Die Einstellung in den außerordentlichen Etat genügt nicht. Wenn man diesen Betrag wirklich geben will, wie man uns ja sagt, dann ist der ganze Widerstand unerklärlich. Nach der Entschließung, die Herr Bausch vorgeschlagen hat, wird der Finanzminister ersucht, diese Mittel zu beschaffen. Nun, dann können wir doch auch ganze Arbeit machen und diesen Betrag in den Etat einstellen. Ich glaube, wir sollten das tun,
und zwar auch mit Rücksicht darauf, daß wir erst vor wenigen Wochen das Bundesvertriebenengesetz verabschiedet und hier gesagt haben, wir würden 100 Millionen für die Vertriebenensiedlung und 50 Millionen für die einheimische Siedlung einsetzen.
Der Vorbehalt der Deckungsklausel, der gemacht worden ist, kann doch nicht dazu führen, daß man nun keinerlei zureichende Beträge in den ordentlichen Haushalt einsetzt, und zwar schon beim erstenmal. Wenn man diese Beträge wirklich aufbringen will, dann ist doch alles, was man über Gefährdung der Finanzen, über Gefährdung der Währung gesagt hat — abgesehen davon, daß das
I alles schon wegen der geringen Größenordnung gar nicht in Betracht kommt —, völlig abwegig.
Ich kann auch nicht zugeben, daß das richtig ist, was der Herr Bundesfinanzminister eben gesagt hat, daß hier ein Verstoß gegen Art. 110 des Grundgesetzes vorliegt.
Der Herr Bundesfinanzminister oder der Haushaltsausschuß haben einen Betrag von 907 Millionen DM aus dem außerordentlichen Haushalt zur Abdeckung des Fehlbetrags im ordentlichen Haushalt übertragen. Es kann mir nun niemand sagen, daß es zulässig sei, das mit einem Betrag von 907 Millionen zu machen, aber nicht mit einem Betrag von 975 Millionen DM. Wenn man das eine kann, kann man auch das andere.

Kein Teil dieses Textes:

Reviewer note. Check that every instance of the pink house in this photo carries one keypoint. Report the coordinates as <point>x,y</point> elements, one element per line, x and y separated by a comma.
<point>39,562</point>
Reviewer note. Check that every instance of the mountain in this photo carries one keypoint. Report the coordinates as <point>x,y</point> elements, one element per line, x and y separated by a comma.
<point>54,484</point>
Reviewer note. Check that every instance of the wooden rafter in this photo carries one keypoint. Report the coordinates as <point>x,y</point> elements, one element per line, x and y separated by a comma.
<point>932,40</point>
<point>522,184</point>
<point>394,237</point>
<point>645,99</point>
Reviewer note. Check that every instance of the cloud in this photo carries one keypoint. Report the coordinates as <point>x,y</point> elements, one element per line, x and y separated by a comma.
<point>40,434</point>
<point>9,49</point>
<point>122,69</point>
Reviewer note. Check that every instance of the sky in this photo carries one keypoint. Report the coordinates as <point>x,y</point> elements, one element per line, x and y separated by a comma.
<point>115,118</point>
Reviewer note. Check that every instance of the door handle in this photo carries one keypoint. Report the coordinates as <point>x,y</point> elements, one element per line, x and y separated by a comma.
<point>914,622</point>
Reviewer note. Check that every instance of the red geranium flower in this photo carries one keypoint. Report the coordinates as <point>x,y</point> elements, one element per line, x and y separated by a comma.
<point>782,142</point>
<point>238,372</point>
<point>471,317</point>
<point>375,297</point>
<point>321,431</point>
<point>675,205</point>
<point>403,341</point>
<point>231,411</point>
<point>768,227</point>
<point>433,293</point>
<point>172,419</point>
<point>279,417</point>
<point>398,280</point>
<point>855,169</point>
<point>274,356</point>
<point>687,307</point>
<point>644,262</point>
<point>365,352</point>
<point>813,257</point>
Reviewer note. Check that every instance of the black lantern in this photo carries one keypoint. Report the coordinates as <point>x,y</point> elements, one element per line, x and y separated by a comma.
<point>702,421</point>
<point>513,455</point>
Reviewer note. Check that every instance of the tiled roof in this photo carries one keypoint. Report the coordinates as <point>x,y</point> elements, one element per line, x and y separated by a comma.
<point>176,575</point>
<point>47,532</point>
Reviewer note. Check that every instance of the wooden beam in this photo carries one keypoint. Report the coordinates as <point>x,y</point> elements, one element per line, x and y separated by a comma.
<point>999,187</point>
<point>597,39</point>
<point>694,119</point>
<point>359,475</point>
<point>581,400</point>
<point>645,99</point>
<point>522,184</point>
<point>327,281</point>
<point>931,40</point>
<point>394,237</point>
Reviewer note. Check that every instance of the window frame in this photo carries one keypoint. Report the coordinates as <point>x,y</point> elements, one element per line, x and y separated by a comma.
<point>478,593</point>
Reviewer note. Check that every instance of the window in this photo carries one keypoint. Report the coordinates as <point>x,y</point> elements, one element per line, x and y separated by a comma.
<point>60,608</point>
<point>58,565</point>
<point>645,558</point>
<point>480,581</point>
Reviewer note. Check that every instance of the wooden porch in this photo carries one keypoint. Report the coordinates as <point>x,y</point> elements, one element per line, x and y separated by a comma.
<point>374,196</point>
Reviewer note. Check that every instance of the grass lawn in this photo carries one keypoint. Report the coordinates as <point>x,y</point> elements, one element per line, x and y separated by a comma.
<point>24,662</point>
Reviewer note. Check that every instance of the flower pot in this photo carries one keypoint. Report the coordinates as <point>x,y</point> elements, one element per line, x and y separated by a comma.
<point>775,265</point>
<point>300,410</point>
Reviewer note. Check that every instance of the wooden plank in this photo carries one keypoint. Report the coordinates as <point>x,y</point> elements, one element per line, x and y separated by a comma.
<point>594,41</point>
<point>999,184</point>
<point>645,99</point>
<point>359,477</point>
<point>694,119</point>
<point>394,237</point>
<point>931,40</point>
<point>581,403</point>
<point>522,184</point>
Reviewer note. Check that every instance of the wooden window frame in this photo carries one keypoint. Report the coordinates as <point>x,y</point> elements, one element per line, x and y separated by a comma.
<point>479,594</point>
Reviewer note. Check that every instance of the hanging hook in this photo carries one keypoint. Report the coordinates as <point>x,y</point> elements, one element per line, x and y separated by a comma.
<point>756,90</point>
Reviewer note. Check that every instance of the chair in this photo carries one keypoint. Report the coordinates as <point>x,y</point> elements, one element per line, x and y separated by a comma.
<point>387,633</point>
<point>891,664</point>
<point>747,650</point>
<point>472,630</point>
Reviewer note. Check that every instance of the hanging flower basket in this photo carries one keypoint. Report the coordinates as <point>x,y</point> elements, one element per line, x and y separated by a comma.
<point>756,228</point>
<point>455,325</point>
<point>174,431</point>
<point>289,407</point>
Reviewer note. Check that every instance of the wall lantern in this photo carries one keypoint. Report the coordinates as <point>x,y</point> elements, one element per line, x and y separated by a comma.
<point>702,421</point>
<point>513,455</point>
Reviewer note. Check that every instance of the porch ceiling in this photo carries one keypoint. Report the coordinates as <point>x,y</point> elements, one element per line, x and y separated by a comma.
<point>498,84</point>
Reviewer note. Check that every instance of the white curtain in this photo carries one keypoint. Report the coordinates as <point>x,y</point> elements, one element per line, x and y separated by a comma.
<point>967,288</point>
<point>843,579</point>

Ich möchte aber grundsätzlich etwas anderes sagen, meine Damen und Herren. Ich nehme es dem Herrn Bundesfinanzminister nicht ab, daß er uns anläßlich einer so bedeutsamen Aufgabe, einer staatspolitischen Aufgabe erster Ordnung, sagt: Ich habe keine Deckung für diesen Betrag, und es uns dann überläßt, die Deckung zu suchen. So kann man meiner Ansicht nach nicht verfahren. Die gesetzliche Verpflichtung liegt vor, und niemand kann doch bestreiten, daß hier auch wirklich ein echter Notstand vorliegt. Wenn man hier einmal die Statistik zu Gehör bringen will, stellt man fest, daß in den vergangenen drei bis vier Jahren von 270 000 oder 300 000 aus dem Osten gekommenen Bauern doch nur 35 000 wieder angesetzt worden sind. Wir müssen, Herr Bundesfinanzminister, diesmal ein ganz anderes Tempo vorlegen, wenn wir wirklich einmal zu einem Siedlungsvolumen kommen wollen, das auch irgendwie zu Buche schlägt. Man kann uns auch nicht beibringen, daß es bei einem Etat von insgesamt 27 Milliarden DM nun etwa völlig unmöglich sei, diese 75 Millionen DM in den ordentlichen Etat einzustellen.
Es handelt sich hier um eine so große und bedeutsame politische Frage, daß ich es für richtig und für notwendig halte, hierüber in namentlicher Abstimmung zu entscheiden. Ich beantrage das hiermit und bitte, diesen Antrag zu unterstützen.